Murdaugh v. Ryan

Summarized by:

  • Court: 9th Circuit Court of Appeals Archives
  • Area(s) of Law: Habeas Corpus
  • Date Filed: 07-26-2013
  • Case #: 10-99020
  • Judge(s)/Court Below: Circuit Judge Nelson for the Court; Circuit Judges Reinhardt and M. Smith Jr.
  • Full Text Opinion

Under the Sixth Amendment, a jury must weigh aggravating versus mitigating factors in applying an aggravating sentencing bonus.

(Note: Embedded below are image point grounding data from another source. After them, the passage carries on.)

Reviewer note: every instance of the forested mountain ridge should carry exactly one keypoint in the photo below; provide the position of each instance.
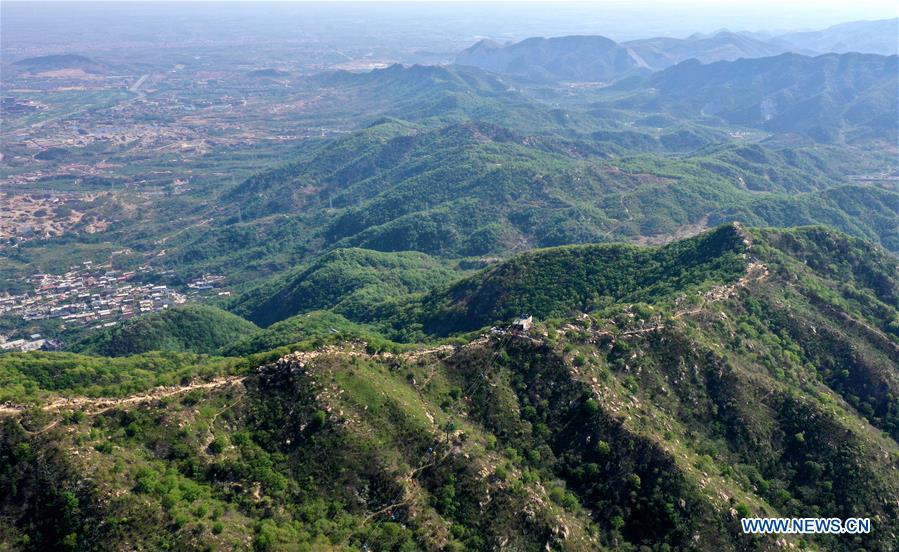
(755, 374)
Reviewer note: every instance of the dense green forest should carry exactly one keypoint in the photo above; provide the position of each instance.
(708, 251)
(188, 328)
(664, 393)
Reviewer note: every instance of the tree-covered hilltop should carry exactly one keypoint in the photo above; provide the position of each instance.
(474, 189)
(564, 280)
(663, 394)
(352, 282)
(187, 328)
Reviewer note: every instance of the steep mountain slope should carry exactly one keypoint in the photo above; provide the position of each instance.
(826, 97)
(767, 387)
(189, 328)
(561, 281)
(348, 281)
(502, 191)
(568, 58)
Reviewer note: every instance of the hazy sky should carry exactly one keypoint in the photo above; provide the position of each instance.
(461, 20)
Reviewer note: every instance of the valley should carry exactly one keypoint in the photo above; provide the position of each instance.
(411, 277)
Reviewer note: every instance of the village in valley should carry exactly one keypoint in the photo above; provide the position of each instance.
(92, 297)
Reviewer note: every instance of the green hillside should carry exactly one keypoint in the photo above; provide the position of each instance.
(831, 97)
(352, 282)
(561, 281)
(189, 328)
(737, 373)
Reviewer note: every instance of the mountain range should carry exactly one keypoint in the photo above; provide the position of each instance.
(662, 394)
(599, 59)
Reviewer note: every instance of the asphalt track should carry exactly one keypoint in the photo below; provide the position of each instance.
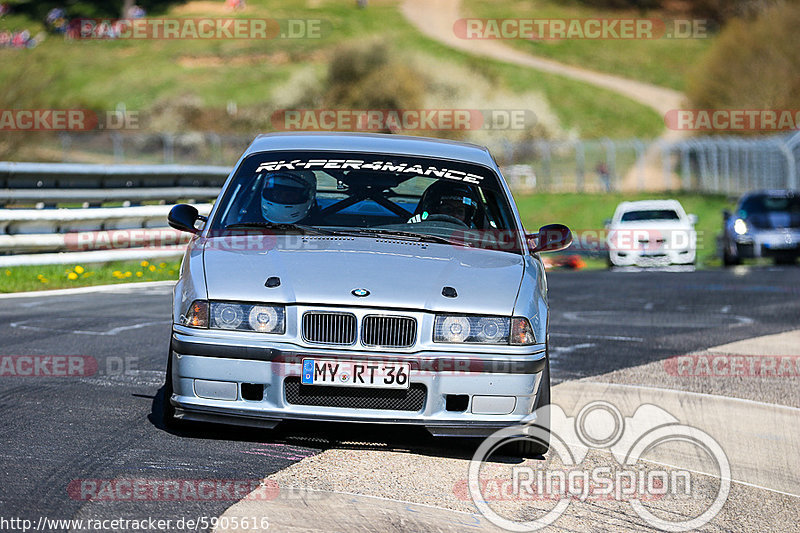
(57, 430)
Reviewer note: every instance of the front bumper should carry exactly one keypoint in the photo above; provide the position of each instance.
(656, 258)
(493, 390)
(777, 243)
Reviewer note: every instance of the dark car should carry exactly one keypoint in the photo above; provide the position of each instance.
(765, 224)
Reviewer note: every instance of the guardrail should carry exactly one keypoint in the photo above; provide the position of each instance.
(33, 231)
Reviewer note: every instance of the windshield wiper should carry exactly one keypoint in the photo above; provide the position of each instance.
(422, 237)
(305, 230)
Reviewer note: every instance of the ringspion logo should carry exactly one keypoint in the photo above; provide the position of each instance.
(631, 475)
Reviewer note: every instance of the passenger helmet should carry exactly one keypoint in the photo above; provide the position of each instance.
(288, 196)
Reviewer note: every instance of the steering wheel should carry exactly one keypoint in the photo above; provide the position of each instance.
(446, 218)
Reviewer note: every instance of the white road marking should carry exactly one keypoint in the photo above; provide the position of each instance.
(601, 337)
(112, 331)
(117, 287)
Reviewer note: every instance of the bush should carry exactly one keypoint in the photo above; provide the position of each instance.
(367, 76)
(751, 65)
(720, 11)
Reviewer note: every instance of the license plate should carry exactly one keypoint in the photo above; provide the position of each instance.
(355, 373)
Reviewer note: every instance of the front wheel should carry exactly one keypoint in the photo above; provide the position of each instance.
(729, 259)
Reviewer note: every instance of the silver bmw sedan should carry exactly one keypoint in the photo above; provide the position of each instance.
(361, 278)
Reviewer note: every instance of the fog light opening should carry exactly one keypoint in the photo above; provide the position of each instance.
(457, 402)
(253, 392)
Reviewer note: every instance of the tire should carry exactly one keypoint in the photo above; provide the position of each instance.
(531, 447)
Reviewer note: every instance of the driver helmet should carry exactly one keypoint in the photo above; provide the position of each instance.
(452, 199)
(288, 196)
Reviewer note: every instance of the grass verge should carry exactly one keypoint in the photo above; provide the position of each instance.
(46, 277)
(157, 76)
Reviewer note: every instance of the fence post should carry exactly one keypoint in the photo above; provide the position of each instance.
(791, 164)
(580, 165)
(685, 167)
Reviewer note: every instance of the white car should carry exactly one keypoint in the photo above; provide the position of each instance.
(651, 233)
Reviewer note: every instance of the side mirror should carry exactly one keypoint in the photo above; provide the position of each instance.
(551, 238)
(182, 217)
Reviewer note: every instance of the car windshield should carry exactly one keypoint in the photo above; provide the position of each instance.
(405, 197)
(650, 214)
(765, 204)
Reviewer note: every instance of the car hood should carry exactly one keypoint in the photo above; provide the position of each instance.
(398, 274)
(651, 224)
(774, 220)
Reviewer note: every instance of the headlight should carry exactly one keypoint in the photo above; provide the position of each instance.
(248, 317)
(197, 315)
(482, 330)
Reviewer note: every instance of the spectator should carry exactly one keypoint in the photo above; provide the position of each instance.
(604, 175)
(136, 12)
(56, 20)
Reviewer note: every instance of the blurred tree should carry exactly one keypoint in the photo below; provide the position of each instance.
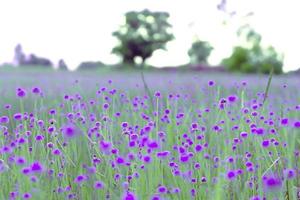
(34, 60)
(252, 57)
(90, 65)
(199, 52)
(19, 57)
(142, 34)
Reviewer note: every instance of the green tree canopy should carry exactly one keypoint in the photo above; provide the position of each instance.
(199, 52)
(251, 57)
(142, 34)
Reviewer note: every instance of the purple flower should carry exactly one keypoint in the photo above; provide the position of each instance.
(70, 131)
(232, 98)
(272, 183)
(21, 93)
(289, 173)
(27, 196)
(80, 178)
(36, 167)
(129, 196)
(297, 124)
(265, 143)
(4, 120)
(284, 121)
(230, 175)
(211, 83)
(162, 189)
(98, 185)
(36, 90)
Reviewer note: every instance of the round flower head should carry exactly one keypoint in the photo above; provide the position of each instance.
(36, 167)
(70, 131)
(98, 185)
(80, 178)
(129, 196)
(272, 183)
(21, 93)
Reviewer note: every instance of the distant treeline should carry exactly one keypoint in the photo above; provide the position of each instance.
(144, 32)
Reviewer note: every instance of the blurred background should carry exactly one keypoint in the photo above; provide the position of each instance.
(241, 36)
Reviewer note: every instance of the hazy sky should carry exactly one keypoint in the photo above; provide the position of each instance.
(80, 30)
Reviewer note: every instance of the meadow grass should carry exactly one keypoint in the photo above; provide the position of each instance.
(71, 136)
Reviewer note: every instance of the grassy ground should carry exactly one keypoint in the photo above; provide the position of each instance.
(97, 135)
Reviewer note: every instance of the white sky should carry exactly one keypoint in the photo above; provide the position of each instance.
(80, 30)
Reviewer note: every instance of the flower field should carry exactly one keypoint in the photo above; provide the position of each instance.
(100, 136)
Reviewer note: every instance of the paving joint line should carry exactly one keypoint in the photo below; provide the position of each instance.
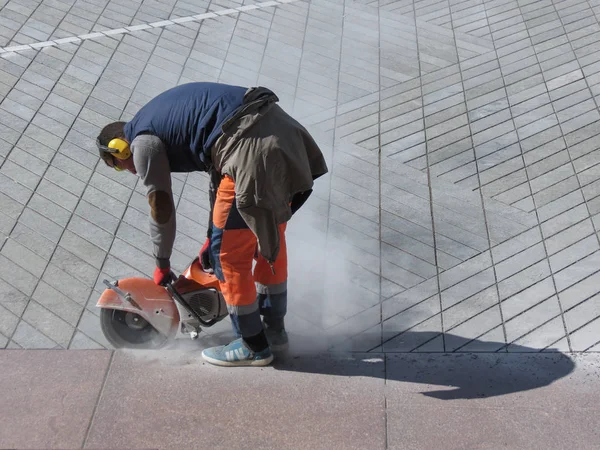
(552, 274)
(114, 236)
(98, 399)
(30, 297)
(145, 26)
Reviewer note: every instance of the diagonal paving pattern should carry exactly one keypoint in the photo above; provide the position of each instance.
(462, 210)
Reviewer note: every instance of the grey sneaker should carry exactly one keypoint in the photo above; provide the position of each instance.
(278, 340)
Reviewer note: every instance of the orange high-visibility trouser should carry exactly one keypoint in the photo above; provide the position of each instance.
(233, 251)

Michael Murdaugh, on a methamphetamine binge, bludgeoned David Reynolds to death for propositioning his girlfriend to perform oral sex. Murdaugh then dismembered Reynolds' body and disposed of it in a rural area. The police questioned Murdaugh and noticed a similar modus operandi to the unsolved killing of Douglas Eggert; Murdaugh confessed to that murder as well. Murdaugh wished to plead guilty to avoid dragging his family through a trial. Additionally, Murdaugh waived the right to present mitigating evidence. The trial court permitted state prosecutors to include mitigating evidence that emphasized the aggravating nature of the crime while diminishing testimony regarding substance abuse and diminished capacity during the crime. The lower court judge determined that Murdaugh had committed aggravated murder, and Murdaugh filed a habeas corpus plea under Ring v. Arizona, which held that under the Sixth Amendment, an “aggravated” distinction must be made by the jury and not a judge. After Murdaugh’s habeas corpus plea was denied, the Ninth Circuit reviewed the habeas corpus question de novo and the competency ruling for abuse of discretion. The panel concluded that the trial court did not appropriately apply Ring by allowing a jury to balance the aggravating and mitigating factors and that the error had a significantly injurious effect vis-a-vis the death sentence. The panel alluded that a jury could have found a causal connection between the aggravating and mitigating factors. The panel found that Murdaugh's subsequent claim was precluded based on his own waiver for his counsel to present mitigating evidence. REVERSED in part, AFFIRMED in part, and REMANDED.